Search code examples
apicachinggithubgithub-api

Caching Github API calls


I have a general question related to caching of API calls, in this instance calls to the Github API.

Let's say I have a page in my app that shows the filenames of a repo, and the content of the README. This means that I will have to do a few API calls in order to retrieve that.

Now, let's say I want to add something like memcached in between, so I'm not doing these calls over and over, if I don't need to.

How would you normally go about this? If I don't enable a webhook on Github, I have no way of knowing whether the cache should expire. I could always make a single call to get the current sha of HEAD, and if it hadn't changed, use cache instead. But that's on a repo-level, and not on a file level.

I can imagine I could do something like that with the object-sha's, but if I need to call the API anyway to get those, it defeats the purpose of caching.

How would you go about it? I know a service like prose.io has no caching right now, but if it should, what would the approach be?

Thanks


Solution

  • Would just using HTTP caching be good enough for your use case? The purpose of HTTP caching is not just to provide a way of not making requests if you already have a fresh response, rather - it also enables you to quickly validate if the response you already have in cache is valid (without the server sending the complete response again if it is fresh).

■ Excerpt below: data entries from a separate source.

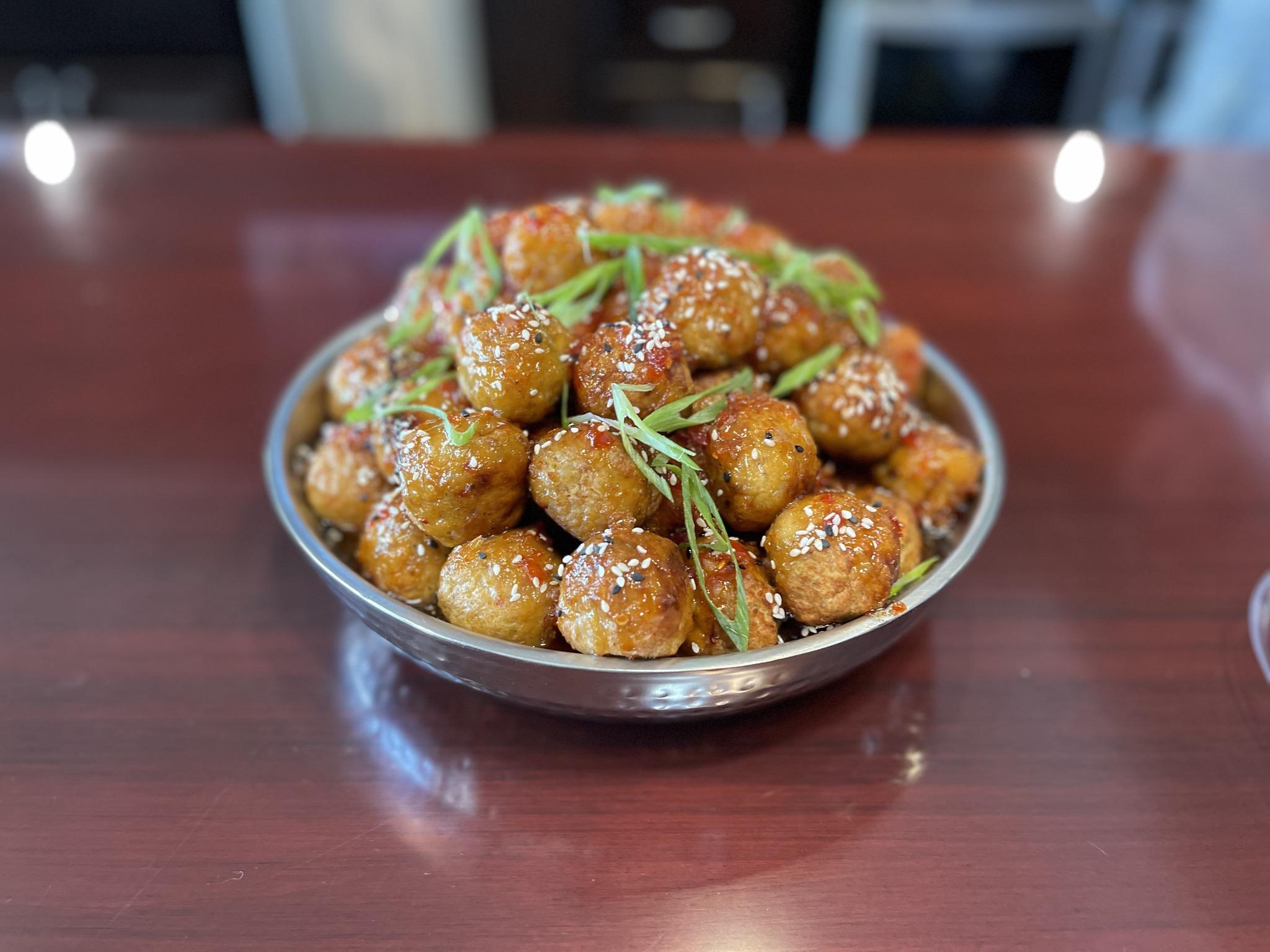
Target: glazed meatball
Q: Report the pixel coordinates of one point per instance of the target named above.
(643, 353)
(758, 457)
(513, 359)
(708, 637)
(397, 557)
(855, 409)
(935, 470)
(585, 480)
(910, 527)
(357, 374)
(541, 248)
(386, 431)
(902, 346)
(343, 482)
(714, 300)
(456, 493)
(637, 216)
(504, 586)
(791, 329)
(626, 592)
(833, 557)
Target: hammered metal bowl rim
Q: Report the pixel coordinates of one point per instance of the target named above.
(276, 478)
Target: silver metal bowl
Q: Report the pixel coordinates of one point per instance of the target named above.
(615, 687)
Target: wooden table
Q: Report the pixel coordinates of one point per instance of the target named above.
(197, 749)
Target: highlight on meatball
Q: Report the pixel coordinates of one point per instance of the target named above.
(935, 470)
(758, 457)
(855, 409)
(644, 355)
(357, 374)
(504, 586)
(833, 557)
(791, 329)
(343, 482)
(585, 480)
(902, 346)
(478, 488)
(763, 602)
(397, 557)
(626, 592)
(906, 517)
(541, 248)
(714, 300)
(513, 359)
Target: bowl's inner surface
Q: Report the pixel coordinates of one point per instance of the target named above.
(301, 412)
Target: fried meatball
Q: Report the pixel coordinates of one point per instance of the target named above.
(935, 470)
(644, 353)
(910, 527)
(636, 216)
(386, 431)
(504, 586)
(791, 329)
(626, 592)
(541, 248)
(708, 637)
(714, 300)
(397, 557)
(855, 408)
(513, 359)
(456, 493)
(585, 480)
(757, 459)
(902, 346)
(833, 557)
(343, 483)
(357, 374)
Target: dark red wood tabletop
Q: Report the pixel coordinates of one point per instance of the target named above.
(197, 749)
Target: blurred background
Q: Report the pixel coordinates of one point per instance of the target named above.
(1168, 71)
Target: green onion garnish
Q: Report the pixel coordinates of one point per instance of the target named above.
(912, 575)
(455, 436)
(647, 191)
(575, 300)
(430, 375)
(806, 371)
(459, 238)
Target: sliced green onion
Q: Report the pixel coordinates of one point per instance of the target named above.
(625, 412)
(431, 374)
(579, 296)
(696, 496)
(646, 191)
(633, 273)
(455, 436)
(667, 419)
(806, 371)
(912, 575)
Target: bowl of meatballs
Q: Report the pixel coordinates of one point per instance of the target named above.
(636, 456)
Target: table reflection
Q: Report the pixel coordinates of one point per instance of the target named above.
(474, 782)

    Looking at GitHub API responses, I can see that GitHub is correctly setting the relevant HTTP headers (ETag, Last-modified, Cache-control).

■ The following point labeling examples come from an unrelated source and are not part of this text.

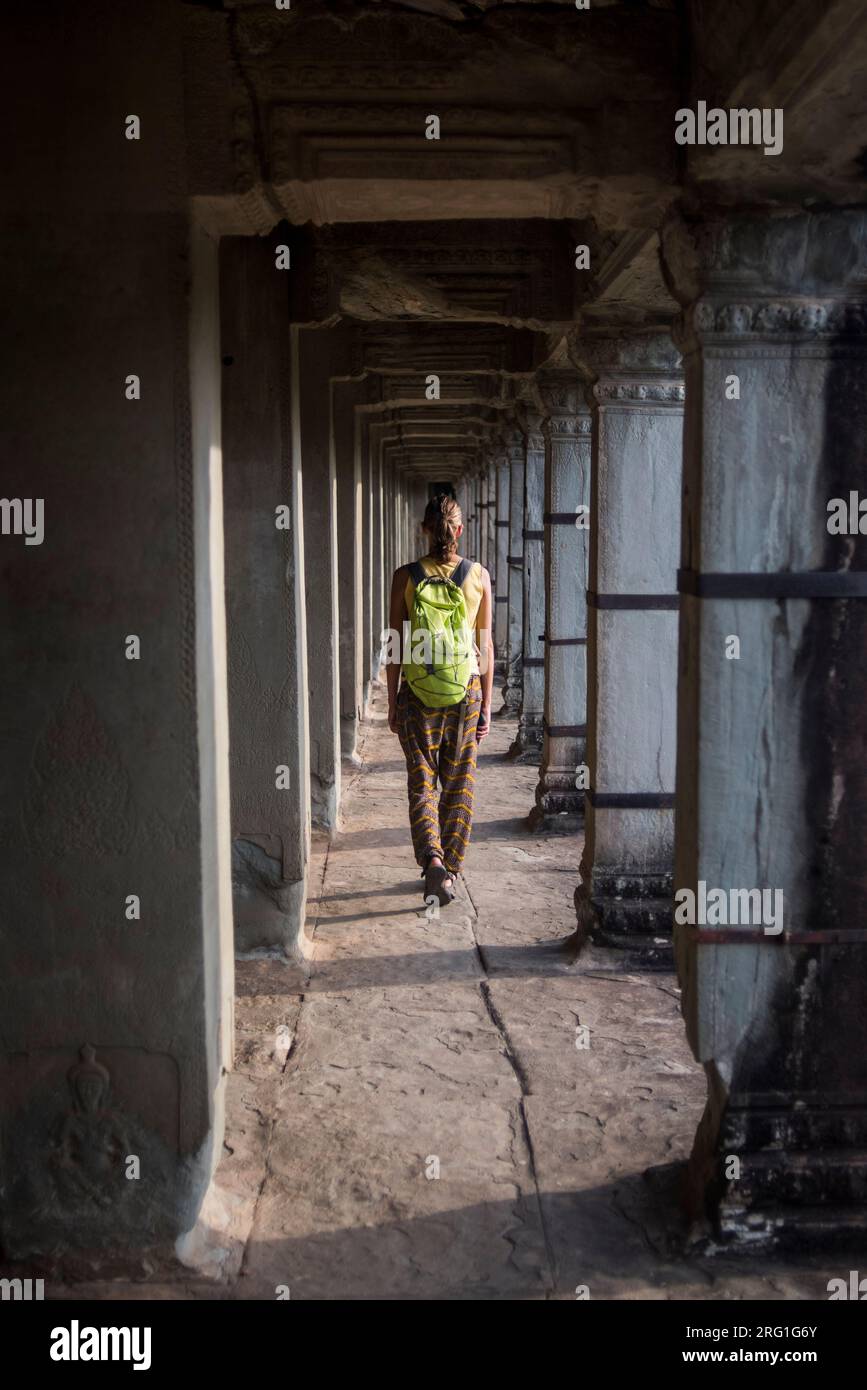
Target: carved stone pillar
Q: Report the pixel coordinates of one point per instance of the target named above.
(473, 517)
(482, 516)
(567, 480)
(320, 359)
(771, 779)
(491, 514)
(637, 394)
(514, 560)
(352, 499)
(527, 747)
(378, 577)
(500, 560)
(264, 588)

    So, you just do a GET, e.g. for:

    GET https://api.github.com/users/izuzak/repos
    

    and this returns:

    200 OK
    ...
    ETag:"df739f00c5053d12ef3c625ad6b0fd08"
    Last-Modified:Thu, 14 Feb 2013 22:31:14 GMT
    ...
    

    Next time - you do a GET for the same resource, but also supply the relevant HTTP caching headers so that it is actually a conditional GET:

    GET https://api.github.com/users/izuzak/repos
    ...
    If-Modified-Since:Thu, 14 Feb 2013 22:31:14 GMT
    If-None-Match:"df739f00c5053d12ef3c625ad6b0fd08"
    ...
    

    And lo and behold - the server returns a 304 Not modified response and your HTTP client will pull the response from its cache:

    304 Not Modified
    

    So, GitHub API does HTTP caching right and you should use it. Granted, you have to use an HTTP client that supports HTTP caching also. The best thing is that if you get a 304 Not modified response - GitHub does not decrease your remaining API calls quota. See: https://docs.github.com/en/rest/overview/resources-in-the-rest-api#conditional-requests

    GitHub API also sets the Cache-Control: private, max-age=60 header, so you have 60 seconds of freshness -- which means that requests for the same resource made less than 60 seconds apart will not even be made to the server.

    Your reasoning about using a single conditional GET request to a resource that surely changes if anything in the repo changed (a resource showing the sha of HEAD, for example) sounds reasonable -- since if that resource hasn't changed, then you don't have to check the individual files since they haven't surely changed.